On peut même aller vers de la création audio, ou encore de la vidéo. Ma collègue documentaliste la pratique et anime même une web radio avec des collégiens.
Quoiqu’il arrive, je pense à ma séance en amont. Je définis ce qu’ils doivent apprendre, puis je vais ensuite chercher comment atteindre ce but. C’est là que je vais voir s’il peut être atteint avec l’aide du numérique. Je ne veux pas faire du tout numérique ou du tout papier. J’aime doser les usages, montrer aux élèves qu’il n’y a pas que les réseaux sociaux dans la vie.
De manière positive ! Le numérique leur parle, ils connaissent. C’est proche d’eux, donc il y a une motivation supplémentaire. C’est flagrant dans ma classe de SEGPA : les élèves demandent même à utiliser les tablettes.
Ils sont à l’aise dans le maniement des appareils, mais c’est vrai qu’il faut les cadrer sur les usages, s’assurer qu’ils ne regardent pas des vidéos en ligne pendant un cours. À ce titre, le filtrage de la navigation par Web Secure est très intéressant.
Mais les enfants ont l’habitude des écrans dès la primaire. Les TNI ont beaucoup de succès dans le premier degré. Quoi de mieux pour un enfant que d’aller au tableau pour faire bouger des choses sur un écran ?

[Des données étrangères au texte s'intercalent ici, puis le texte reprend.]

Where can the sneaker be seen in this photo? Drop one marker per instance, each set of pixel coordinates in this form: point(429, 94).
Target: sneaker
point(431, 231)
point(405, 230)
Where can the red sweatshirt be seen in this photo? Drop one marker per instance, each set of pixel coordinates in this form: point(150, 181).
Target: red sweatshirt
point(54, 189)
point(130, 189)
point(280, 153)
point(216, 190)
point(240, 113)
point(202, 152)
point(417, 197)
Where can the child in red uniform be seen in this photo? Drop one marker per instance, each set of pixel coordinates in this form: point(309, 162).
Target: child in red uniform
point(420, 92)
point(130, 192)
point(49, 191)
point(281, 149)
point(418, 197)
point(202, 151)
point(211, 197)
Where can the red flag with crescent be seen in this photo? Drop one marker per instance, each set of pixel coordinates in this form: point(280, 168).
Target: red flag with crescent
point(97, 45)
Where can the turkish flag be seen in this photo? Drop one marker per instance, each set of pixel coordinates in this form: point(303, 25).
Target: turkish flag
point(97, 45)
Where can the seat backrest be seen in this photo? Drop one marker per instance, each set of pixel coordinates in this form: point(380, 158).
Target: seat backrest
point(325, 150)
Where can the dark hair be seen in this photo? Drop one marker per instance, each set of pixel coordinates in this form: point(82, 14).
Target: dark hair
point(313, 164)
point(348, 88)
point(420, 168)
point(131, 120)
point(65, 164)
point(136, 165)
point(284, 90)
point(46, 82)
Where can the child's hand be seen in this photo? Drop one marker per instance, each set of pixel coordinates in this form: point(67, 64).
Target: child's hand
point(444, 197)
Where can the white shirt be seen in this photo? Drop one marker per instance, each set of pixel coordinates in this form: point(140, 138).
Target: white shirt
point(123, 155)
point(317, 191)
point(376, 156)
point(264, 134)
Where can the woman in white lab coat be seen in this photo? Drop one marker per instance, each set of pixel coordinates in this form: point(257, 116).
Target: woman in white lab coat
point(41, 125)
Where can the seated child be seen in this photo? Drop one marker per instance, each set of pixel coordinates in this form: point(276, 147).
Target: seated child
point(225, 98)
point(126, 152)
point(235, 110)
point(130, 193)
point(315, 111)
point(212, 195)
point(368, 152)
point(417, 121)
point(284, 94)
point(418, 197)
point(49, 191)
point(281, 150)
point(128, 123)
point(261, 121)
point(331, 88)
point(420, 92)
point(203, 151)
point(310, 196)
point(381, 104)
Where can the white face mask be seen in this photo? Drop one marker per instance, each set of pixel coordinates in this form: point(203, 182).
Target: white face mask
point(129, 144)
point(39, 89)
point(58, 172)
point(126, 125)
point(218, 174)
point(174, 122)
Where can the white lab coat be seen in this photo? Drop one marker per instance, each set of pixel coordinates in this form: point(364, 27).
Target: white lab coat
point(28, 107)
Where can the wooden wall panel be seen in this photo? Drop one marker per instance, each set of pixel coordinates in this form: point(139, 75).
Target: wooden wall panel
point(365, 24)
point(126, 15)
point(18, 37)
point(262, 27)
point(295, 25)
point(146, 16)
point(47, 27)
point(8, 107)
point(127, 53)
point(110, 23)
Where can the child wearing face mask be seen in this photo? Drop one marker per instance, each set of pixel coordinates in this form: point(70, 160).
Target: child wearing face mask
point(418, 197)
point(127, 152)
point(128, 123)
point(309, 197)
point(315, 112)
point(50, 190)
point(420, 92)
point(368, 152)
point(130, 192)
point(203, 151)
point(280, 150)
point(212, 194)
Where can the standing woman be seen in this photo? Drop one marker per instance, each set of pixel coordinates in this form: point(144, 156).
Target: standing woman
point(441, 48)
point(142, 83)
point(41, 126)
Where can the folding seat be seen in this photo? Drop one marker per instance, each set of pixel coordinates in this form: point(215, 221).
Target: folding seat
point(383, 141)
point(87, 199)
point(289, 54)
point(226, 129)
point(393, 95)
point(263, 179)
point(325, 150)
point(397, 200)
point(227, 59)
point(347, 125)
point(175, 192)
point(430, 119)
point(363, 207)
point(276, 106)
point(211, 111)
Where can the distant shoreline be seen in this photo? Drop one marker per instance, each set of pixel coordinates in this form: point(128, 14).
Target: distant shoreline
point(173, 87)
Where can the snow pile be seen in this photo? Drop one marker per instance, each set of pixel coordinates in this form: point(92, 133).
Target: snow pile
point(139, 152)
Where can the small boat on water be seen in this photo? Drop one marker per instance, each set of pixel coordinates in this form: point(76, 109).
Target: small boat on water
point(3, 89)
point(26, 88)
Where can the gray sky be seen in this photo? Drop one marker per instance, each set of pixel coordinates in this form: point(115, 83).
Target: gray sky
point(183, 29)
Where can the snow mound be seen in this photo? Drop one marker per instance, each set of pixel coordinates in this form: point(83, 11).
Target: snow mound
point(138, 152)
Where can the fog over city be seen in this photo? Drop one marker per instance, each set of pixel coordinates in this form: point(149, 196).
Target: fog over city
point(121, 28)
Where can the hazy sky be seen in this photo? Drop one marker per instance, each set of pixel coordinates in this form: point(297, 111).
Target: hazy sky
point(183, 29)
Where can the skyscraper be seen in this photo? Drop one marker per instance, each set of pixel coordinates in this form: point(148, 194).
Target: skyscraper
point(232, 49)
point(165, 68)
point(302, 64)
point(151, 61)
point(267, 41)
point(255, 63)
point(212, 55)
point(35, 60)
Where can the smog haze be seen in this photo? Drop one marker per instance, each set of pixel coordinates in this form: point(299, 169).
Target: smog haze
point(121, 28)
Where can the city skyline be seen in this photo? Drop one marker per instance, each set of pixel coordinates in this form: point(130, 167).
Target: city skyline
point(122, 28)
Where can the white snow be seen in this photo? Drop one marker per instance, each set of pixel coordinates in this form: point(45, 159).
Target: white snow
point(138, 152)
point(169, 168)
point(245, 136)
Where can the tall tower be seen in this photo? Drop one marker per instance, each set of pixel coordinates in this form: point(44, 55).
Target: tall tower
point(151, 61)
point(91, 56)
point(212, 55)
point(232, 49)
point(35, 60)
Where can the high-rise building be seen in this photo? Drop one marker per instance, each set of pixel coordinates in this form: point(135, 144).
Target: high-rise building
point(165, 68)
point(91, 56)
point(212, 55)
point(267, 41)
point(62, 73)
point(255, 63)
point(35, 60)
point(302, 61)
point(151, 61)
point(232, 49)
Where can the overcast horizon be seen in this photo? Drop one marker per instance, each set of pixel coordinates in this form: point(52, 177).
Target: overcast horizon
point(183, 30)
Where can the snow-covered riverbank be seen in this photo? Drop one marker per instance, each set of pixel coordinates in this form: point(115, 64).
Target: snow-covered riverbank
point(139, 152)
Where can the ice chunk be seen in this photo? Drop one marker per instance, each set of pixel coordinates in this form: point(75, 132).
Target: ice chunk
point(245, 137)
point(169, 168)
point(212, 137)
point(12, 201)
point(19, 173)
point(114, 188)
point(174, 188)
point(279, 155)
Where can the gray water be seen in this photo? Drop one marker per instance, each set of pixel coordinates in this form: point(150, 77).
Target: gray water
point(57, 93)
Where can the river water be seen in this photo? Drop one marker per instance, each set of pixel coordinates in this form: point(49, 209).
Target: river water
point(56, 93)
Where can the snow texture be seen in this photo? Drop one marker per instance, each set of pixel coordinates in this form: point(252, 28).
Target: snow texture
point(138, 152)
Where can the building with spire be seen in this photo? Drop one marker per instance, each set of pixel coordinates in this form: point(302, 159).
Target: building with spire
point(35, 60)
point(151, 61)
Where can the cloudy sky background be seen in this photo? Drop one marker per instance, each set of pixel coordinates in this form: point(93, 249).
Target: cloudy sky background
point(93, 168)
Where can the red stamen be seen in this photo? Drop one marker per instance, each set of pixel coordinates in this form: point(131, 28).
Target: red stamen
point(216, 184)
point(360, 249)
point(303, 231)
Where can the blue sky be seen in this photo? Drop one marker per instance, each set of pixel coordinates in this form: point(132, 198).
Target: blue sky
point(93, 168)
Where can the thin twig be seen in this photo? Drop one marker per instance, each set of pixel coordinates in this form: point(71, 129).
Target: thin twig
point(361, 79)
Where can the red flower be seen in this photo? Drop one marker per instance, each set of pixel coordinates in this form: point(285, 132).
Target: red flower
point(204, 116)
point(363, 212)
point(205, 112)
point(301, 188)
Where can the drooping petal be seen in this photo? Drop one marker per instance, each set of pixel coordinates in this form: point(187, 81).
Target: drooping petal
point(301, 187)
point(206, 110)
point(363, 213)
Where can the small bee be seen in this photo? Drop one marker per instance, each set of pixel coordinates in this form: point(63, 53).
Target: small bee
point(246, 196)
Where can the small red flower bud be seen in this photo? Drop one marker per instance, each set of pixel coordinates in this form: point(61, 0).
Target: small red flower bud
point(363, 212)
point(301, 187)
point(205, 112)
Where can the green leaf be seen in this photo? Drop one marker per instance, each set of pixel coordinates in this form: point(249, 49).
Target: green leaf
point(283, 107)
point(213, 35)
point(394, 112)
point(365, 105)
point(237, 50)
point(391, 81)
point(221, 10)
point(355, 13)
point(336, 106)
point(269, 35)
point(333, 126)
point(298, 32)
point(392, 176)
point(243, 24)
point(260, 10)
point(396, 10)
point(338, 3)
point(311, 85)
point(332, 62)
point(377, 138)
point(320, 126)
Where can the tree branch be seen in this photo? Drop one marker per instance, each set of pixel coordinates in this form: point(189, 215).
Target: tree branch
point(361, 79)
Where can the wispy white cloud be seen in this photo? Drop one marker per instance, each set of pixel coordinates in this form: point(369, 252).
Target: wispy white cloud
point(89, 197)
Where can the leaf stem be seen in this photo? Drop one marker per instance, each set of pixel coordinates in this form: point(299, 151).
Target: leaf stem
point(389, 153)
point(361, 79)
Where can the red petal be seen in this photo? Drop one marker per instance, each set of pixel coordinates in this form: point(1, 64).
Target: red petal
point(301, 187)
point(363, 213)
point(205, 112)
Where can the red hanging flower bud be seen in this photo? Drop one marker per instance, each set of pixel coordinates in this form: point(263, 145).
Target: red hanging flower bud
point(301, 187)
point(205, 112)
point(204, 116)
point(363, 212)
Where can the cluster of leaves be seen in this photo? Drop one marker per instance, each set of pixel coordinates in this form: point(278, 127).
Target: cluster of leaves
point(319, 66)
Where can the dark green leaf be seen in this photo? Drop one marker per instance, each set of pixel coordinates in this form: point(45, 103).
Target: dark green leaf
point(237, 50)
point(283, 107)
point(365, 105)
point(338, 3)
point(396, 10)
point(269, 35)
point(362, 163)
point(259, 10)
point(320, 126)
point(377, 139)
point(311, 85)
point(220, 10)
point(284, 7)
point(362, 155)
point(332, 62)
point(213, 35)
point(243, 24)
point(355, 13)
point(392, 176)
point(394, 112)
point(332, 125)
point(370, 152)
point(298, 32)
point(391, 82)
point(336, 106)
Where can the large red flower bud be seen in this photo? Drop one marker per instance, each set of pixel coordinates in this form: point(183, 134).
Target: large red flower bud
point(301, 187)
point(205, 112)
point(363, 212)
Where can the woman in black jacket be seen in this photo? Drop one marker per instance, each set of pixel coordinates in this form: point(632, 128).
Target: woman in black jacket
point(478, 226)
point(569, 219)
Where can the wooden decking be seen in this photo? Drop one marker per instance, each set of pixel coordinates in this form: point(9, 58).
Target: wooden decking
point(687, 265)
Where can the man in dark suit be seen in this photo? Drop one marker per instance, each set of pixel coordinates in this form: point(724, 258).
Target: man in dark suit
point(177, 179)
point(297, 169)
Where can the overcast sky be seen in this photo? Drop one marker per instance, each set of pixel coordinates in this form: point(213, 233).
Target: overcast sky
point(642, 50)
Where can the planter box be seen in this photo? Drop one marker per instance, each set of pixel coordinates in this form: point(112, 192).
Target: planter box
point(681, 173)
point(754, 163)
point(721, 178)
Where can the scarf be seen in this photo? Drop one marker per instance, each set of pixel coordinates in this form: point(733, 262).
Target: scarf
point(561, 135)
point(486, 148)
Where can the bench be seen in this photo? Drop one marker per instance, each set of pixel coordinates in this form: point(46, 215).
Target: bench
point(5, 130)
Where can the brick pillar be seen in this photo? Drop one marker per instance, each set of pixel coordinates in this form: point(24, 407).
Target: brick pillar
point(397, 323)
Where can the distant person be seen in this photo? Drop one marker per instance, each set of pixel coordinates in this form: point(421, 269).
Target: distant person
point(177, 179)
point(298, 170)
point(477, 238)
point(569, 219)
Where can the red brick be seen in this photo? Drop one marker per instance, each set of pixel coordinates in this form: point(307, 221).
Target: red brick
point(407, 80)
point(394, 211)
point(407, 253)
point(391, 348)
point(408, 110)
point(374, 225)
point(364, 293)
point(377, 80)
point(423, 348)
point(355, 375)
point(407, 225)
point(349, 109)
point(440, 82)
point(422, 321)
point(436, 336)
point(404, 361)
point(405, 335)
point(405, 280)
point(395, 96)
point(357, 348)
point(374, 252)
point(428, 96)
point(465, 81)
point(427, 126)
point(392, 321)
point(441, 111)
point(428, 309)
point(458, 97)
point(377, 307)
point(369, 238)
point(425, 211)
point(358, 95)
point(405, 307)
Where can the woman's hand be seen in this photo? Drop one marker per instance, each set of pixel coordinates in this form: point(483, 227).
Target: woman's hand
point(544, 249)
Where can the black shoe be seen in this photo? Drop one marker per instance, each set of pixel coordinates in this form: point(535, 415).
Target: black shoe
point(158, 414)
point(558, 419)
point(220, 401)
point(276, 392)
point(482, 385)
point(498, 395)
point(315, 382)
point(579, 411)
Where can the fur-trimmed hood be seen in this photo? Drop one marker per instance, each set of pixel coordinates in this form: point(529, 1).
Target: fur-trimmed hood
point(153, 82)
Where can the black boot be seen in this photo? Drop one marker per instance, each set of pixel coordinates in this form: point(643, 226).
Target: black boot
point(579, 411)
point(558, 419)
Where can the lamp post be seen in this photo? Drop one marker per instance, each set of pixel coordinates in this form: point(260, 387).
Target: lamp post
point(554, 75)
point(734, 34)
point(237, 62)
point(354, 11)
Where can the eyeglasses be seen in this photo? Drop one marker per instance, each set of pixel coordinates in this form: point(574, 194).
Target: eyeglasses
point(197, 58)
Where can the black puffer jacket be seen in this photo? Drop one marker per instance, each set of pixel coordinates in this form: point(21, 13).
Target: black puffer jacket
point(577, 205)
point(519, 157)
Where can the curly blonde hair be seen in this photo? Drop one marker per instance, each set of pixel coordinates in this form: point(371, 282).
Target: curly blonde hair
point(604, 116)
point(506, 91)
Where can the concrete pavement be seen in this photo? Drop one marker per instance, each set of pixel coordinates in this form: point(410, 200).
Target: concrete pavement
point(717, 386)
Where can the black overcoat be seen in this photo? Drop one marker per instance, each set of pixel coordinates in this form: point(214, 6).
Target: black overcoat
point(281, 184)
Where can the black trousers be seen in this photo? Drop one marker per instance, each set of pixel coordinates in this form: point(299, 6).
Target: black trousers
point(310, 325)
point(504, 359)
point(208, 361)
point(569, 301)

L’apprentissage des bases, comme le travail en groupe, est essentiel avant d’utiliser le numérique en classe. Il faut leur inculquer ces notions pour qu’ils développent des soft skills, des compétences « douces ».
Ce n’est pas intuitif pour tout le monde. Il y a encore peu, l’essentiel des formations pour les enseignants concernait le traitement de texte. D’ailleurs les formations ne sont pas automatiques, il faut souvent se débrouiller tout seul, ce qui est compliqué quand on n’est pas forcément convaincu par l’usage du numérique et qu’on ne maîtrise pas ces outils.
Encore une fois, je dirais que depuis le premier confinement, 80 % des enseignants sont désormais conscients de l’intérêt des usages numériques. Cela s’est notamment traduit par une explosion des inscriptions dans des webinaires pour se former. Il y a aussi plus de formations sur des logiciels spécifiques, en géométrie par exemple.
Parallèlement, il existe aussi des collectifs de professeurs « connectés ». Les échanges sont nombreux, notamment sur Twitter, qui est un peu une salle des profs « geeks » ! Dès que quelqu’un pose une question, même pointue, un autre membre répond dans les minutes qui suivent.
Au début, des enseignants créaient eux-mêmes des ressources pédagogiques numériques. Ceux qui s’y connaissaient en informatique élaboraient des applications pour appuyer leur projet pédagogique, puis cela s’est institutionnalisé. Désormais, nous avons des bases de données de ressources pédagogiques, via le réseau Canopé notamment.
Ces ressources multiplient les usages, les moyens pédagogiques.